Sunday, March 20, 2016

The Return Of The Mutual Aid Society

The title is probably misleading, as the Odd Fellows and Knights of Columbus are still around, but Reason has a fascinating story in the "reports of my death have been greatly exaggerated" vein: mutual aid societies (in the guise of "sharing ministries") have made a comeback in the wake of Obamacare.
I predicted that Obamacare would lead to the demise of Samaritan and two similar organizations in the U.S. This model, I thought, wouldn’t be able to compete with the heavily subsidized plans soon to become available on the new health-care exchanges.

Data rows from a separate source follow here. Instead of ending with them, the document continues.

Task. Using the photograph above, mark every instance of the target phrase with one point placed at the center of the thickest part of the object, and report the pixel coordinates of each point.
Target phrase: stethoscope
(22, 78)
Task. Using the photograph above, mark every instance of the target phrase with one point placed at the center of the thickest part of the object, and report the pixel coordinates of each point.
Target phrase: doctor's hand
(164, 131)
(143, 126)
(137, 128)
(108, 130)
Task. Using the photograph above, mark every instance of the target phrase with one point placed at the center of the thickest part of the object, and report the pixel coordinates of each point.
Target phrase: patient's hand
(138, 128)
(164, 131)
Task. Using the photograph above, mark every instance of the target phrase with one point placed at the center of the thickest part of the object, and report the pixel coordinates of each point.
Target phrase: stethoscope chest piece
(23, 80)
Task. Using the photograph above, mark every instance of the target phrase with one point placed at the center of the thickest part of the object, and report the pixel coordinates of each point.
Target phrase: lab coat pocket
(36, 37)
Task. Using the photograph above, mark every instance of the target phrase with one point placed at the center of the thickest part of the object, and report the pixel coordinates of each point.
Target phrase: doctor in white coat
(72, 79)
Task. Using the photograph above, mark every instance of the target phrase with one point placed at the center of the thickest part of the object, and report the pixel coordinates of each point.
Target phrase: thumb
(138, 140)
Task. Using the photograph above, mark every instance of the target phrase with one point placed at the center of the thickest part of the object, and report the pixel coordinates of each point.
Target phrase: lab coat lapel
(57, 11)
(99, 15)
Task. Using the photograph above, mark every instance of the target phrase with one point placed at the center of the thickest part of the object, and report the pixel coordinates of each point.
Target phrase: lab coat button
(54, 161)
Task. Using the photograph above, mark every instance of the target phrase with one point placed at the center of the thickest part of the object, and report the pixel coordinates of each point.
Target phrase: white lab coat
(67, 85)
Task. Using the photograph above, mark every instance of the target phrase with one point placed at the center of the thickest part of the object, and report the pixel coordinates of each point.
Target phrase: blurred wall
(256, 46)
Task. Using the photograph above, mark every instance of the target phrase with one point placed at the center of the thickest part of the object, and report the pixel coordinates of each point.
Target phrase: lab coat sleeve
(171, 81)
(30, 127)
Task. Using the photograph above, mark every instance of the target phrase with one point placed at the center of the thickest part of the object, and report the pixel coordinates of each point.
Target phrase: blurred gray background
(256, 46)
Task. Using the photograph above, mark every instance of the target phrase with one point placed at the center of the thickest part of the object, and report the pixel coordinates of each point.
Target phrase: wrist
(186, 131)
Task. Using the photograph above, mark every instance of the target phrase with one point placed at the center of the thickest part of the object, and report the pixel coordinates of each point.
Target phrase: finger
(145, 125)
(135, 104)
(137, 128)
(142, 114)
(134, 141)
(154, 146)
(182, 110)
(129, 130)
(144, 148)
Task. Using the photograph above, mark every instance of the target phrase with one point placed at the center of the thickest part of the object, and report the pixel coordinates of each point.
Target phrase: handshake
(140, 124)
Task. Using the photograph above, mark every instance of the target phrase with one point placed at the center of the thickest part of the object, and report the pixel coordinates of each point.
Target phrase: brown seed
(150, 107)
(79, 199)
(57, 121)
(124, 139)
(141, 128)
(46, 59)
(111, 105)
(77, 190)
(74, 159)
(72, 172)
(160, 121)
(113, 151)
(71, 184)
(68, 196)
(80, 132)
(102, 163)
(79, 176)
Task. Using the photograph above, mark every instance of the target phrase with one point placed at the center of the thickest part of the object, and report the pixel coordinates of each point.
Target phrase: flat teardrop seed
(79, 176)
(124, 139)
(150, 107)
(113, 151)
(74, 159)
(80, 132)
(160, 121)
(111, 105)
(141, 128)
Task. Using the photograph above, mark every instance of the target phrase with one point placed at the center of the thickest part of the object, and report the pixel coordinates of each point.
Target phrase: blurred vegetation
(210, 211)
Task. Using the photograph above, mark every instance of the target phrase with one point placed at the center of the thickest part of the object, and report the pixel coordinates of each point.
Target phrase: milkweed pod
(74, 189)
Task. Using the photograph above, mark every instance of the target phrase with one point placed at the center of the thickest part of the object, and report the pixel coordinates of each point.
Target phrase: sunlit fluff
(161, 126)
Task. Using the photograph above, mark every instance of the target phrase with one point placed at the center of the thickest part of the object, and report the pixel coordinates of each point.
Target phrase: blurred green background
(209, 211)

Wow, did I get that wrong. As The New York Times reported recently,
[M]embership in sharing ministries has more than doubled over the last six years, to 535,000 from about 200,000…The growth seems to have come largely through word of mouth, at churches, schools and workplaces.
There's also this:
The opportunity to help their fellow Christians is something these men and women deeply value. "Instead of wanting to be part of an insurance company, I wanted to be part of something where the body of Christ was banding together and doing what the bible commanded in a more personal and real way," Samaritan's Executive Vice President James Lansberry told me in an interview.
 Yes, this. One of the basic problems I see with the state-centered approach to charity is how much it divorces the giver from the recipient. I'm not sure how real that connection can be in an organization that now numbers 200,000 members, but it certainly seems more likely than a huge bureaucracy numbering millions.